Energy regulator grants extension for proposed integrated resource plan



LUMA Energy, the private operator of the Puerto Rico Electric Power Authority’s transmission and distribution system, had requested the extension in November so it could work with its contractor Black and Veatch on a new integrated resource plan.

By The Star Staff


The Puerto Rico Energy Bureau (PREB) in an order issued this week granted a request by LUMA Energy to extend the presentation of a new integrated resource plan (IRP), the long-term blueprint of Puerto Rico’s energy needs, to the end of June 2024.


The original deadline to turn over the IRP was March 2024.


LUMA Energy, the private operator of PREPA’s transmission and distribution system, had requested the extension in November so it could work with its contractor Black and Veatch on the plan.

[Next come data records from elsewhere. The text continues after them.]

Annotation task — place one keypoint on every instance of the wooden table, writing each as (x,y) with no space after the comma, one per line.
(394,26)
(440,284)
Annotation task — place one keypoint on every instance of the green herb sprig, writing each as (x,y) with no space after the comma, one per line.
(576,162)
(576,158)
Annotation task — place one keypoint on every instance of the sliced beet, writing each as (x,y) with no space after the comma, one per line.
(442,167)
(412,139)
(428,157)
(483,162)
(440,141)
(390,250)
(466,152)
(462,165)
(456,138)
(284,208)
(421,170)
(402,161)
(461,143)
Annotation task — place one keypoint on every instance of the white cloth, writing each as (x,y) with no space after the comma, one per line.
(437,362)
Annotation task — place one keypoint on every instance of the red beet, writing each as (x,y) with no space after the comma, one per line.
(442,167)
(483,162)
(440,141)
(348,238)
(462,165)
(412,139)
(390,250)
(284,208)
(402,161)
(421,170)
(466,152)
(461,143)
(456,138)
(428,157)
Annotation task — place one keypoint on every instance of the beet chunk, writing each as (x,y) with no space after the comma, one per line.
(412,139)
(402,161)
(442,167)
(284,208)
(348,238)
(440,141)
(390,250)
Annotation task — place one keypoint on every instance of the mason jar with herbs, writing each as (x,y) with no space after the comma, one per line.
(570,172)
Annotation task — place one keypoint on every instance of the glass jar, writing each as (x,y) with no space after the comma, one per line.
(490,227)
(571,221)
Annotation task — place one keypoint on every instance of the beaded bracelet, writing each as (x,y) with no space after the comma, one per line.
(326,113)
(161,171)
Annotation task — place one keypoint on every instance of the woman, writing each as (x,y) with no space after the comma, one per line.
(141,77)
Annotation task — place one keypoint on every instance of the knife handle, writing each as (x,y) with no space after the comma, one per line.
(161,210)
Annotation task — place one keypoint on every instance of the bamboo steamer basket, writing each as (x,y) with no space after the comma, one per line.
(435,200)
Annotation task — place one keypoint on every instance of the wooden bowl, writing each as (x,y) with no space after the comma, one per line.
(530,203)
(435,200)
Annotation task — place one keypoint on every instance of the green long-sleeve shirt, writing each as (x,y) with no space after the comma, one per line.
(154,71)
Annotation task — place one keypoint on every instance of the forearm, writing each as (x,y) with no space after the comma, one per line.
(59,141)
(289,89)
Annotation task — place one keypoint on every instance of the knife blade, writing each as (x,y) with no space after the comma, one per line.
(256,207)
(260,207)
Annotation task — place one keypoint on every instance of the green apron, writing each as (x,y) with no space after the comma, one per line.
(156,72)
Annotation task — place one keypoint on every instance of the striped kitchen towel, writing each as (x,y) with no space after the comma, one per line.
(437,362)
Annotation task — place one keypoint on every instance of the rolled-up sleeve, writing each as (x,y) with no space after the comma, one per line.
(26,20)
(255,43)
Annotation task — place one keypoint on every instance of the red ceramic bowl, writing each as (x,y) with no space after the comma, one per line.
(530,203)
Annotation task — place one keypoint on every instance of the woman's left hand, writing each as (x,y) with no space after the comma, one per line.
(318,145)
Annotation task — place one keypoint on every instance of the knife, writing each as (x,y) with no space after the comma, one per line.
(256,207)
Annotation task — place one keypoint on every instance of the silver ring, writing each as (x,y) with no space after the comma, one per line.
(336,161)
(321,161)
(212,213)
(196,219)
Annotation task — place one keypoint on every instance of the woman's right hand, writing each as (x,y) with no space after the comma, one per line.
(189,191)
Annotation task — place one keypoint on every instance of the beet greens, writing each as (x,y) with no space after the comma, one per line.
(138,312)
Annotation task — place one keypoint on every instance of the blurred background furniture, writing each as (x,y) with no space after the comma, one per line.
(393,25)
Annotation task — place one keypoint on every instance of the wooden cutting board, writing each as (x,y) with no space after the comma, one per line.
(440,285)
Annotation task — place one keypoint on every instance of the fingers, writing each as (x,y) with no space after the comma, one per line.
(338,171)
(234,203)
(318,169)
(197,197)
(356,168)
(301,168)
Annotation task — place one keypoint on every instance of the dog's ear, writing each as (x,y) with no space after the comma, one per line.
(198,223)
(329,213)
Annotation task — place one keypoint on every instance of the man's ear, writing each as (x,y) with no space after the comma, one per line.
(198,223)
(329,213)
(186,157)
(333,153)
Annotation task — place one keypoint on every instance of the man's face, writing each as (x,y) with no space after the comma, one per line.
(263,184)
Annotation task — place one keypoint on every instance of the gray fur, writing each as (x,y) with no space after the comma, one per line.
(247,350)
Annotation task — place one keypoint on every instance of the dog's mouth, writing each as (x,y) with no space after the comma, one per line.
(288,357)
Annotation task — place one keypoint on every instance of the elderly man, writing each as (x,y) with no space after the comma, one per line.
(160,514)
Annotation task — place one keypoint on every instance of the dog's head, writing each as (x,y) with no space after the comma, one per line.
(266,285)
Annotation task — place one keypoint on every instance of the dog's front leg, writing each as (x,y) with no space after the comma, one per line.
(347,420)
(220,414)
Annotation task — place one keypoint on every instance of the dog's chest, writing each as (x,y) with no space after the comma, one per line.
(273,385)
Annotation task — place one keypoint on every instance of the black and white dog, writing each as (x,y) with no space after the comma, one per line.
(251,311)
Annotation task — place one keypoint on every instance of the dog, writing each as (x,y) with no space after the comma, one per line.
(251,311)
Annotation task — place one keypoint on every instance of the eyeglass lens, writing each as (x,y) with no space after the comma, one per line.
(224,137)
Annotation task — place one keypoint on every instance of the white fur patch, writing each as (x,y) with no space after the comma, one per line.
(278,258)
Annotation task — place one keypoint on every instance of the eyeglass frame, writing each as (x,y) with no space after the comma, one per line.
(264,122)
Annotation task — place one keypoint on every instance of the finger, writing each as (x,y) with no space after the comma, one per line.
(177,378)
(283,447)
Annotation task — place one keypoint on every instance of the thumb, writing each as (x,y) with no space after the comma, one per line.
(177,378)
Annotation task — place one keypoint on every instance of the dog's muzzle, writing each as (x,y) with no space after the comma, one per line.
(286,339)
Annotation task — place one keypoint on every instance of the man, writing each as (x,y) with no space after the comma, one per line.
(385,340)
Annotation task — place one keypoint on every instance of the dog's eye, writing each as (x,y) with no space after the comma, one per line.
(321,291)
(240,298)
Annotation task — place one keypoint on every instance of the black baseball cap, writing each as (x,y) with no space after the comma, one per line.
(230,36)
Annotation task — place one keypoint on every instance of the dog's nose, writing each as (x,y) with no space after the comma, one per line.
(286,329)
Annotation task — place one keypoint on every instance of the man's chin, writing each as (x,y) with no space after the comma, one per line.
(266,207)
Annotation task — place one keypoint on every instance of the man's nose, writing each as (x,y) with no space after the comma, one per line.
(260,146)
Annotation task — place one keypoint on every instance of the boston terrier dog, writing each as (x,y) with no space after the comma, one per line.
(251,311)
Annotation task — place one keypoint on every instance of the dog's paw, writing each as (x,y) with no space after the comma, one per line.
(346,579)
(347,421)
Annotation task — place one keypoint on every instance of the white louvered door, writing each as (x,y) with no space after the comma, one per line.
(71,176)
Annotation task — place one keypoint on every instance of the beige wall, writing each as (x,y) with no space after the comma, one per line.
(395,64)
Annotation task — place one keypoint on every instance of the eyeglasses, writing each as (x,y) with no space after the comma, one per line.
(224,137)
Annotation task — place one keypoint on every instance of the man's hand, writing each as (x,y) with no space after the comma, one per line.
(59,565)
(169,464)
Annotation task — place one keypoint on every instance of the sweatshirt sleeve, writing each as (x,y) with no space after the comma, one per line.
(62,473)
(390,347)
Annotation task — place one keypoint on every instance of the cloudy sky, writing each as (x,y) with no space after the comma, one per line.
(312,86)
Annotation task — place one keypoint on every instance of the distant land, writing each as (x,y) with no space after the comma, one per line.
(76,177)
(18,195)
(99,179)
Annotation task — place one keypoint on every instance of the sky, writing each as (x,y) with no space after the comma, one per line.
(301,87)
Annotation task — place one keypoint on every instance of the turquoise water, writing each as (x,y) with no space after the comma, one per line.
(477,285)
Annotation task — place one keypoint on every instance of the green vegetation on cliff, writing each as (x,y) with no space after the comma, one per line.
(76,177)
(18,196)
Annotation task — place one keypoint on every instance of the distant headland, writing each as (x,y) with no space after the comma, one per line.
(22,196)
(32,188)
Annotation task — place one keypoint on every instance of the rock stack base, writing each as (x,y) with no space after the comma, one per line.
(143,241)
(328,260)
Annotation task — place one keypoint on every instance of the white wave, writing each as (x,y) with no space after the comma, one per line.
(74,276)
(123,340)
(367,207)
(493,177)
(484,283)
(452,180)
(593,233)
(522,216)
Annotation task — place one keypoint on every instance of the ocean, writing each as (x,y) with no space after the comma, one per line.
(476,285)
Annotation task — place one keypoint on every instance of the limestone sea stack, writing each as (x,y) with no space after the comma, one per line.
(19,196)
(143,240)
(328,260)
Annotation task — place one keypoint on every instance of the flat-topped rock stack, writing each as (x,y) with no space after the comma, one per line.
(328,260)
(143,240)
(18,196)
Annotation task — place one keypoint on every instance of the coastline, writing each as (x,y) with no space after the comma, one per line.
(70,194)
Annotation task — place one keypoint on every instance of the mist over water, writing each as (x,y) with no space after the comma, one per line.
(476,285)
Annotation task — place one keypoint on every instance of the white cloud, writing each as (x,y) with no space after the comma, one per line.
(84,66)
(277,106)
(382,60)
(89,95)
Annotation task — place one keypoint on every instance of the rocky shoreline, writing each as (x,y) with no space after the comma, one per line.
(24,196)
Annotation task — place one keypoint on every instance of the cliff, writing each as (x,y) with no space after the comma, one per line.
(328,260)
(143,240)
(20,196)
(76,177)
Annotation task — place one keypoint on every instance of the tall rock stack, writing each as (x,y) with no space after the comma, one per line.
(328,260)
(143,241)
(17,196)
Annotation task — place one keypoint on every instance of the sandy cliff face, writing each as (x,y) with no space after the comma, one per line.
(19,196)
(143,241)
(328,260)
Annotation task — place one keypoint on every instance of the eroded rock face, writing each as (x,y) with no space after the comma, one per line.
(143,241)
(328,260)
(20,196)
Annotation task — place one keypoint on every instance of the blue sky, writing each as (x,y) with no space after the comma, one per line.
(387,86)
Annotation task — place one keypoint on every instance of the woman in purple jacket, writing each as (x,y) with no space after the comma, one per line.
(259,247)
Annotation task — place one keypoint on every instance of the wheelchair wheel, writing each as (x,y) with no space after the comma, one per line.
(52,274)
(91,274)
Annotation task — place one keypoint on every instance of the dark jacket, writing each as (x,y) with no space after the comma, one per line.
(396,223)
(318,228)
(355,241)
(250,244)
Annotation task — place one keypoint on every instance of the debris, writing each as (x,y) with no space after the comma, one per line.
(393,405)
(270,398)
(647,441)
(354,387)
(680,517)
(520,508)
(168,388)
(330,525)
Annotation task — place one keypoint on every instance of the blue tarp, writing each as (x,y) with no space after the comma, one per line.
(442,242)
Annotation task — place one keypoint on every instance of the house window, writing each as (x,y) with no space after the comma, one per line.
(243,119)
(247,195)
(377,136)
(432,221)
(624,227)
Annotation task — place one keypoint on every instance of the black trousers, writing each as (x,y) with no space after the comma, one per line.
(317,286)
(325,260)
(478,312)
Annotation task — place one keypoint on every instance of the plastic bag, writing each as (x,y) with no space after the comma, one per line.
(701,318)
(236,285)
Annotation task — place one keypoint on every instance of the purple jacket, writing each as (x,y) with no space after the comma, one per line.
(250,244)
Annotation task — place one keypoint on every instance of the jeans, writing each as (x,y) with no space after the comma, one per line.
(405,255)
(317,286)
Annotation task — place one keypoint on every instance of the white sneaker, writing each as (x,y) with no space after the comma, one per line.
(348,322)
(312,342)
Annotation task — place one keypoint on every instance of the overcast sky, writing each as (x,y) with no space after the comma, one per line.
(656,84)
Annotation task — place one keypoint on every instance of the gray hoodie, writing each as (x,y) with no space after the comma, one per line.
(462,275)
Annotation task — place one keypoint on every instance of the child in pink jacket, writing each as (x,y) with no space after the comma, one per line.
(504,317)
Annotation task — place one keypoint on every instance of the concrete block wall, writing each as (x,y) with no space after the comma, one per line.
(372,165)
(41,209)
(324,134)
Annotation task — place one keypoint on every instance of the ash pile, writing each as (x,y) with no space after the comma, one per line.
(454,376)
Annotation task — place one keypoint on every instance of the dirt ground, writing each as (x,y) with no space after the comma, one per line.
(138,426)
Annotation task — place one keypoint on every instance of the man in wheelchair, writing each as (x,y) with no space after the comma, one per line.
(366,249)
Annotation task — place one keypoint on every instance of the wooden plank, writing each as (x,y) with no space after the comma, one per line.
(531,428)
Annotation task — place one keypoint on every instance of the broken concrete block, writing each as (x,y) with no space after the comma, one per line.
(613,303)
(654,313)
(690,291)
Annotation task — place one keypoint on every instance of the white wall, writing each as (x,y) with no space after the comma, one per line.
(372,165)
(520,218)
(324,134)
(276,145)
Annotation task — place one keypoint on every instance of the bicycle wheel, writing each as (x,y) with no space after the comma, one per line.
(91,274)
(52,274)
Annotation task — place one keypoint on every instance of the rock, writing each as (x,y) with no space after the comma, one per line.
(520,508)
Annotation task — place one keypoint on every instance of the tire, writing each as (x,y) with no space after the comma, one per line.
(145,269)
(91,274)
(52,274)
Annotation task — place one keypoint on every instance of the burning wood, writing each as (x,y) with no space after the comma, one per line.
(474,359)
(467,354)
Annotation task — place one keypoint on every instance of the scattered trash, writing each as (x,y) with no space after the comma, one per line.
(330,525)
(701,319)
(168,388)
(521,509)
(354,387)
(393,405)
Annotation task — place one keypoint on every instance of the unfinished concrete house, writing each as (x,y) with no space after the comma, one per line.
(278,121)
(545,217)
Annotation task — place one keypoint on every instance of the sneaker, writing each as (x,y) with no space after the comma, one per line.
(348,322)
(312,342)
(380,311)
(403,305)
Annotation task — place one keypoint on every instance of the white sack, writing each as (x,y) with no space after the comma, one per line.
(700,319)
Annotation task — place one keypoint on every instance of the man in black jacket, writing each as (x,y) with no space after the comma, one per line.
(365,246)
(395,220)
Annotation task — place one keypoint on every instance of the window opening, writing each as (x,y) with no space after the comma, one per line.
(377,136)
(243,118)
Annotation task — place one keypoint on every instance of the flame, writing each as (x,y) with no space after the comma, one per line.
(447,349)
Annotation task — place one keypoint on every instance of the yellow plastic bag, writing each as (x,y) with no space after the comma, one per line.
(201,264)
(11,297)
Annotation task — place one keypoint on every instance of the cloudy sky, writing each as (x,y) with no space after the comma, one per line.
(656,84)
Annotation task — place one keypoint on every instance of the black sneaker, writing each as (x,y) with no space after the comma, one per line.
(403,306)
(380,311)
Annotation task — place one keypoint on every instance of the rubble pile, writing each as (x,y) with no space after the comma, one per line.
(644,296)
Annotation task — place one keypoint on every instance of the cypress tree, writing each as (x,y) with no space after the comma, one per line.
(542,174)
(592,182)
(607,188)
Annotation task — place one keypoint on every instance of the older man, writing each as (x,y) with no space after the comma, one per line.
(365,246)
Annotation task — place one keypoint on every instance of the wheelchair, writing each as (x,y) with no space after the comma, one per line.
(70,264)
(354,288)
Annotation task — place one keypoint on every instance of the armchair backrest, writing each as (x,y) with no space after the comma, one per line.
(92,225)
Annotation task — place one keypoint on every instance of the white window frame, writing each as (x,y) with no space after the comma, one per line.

The PREB, which is the island’s energy industry regulator, is requesting the inclusion of a scoreboard in the IRP filing and updated information about the electric vehicle forecast for certain municipalities, according to information provided in the Dec. 20 filing at the PREB.


The proposed IRP will replace the current one approved a few years back.


On Aug. 24, 2020, the PREB issued an order approving a modified IRP for PREPA that, according to environmentalists, had some of the positives and negatives.


PREPA had proposed to replace the island’s dependence on imported oil with dependence on imported liquified natural gas (LNG). The PREB largely rejected PREPA’s proposal to gasify the island’s grid. The regulator denied plans for LNG terminals and new gas-fired combined cycle generation turbines (CCGTs) at Mayagüez and Yabucoa, and it denied a proposal to convert the 200-megawatt (MW) Mayagüez peaker plant to gas.


The PREB required PREPA to consider retirement of the San Juan gas-fired CCGT in the next integrated resource plan but did allow PREPA to consider a CCGT as part of a supply-side resource at Palo Seco. It did allow PREPA to include gas-fired resources in an all-source request for proposals to replace 88 MW of older peaker plants. The Palo Seco CCGT proposal was based on an assumption that PREPA could obtain gas from a nearby LNG terminal built by New Fortress Energy.


The PREB also ruled that the AES coal plant in Guayama could continue operating until December 2027 and that PREPA could consider a conversion of this plant to run on gas in the next integrated resource plan proceeding. AES is pondering replacing it with a solar plant.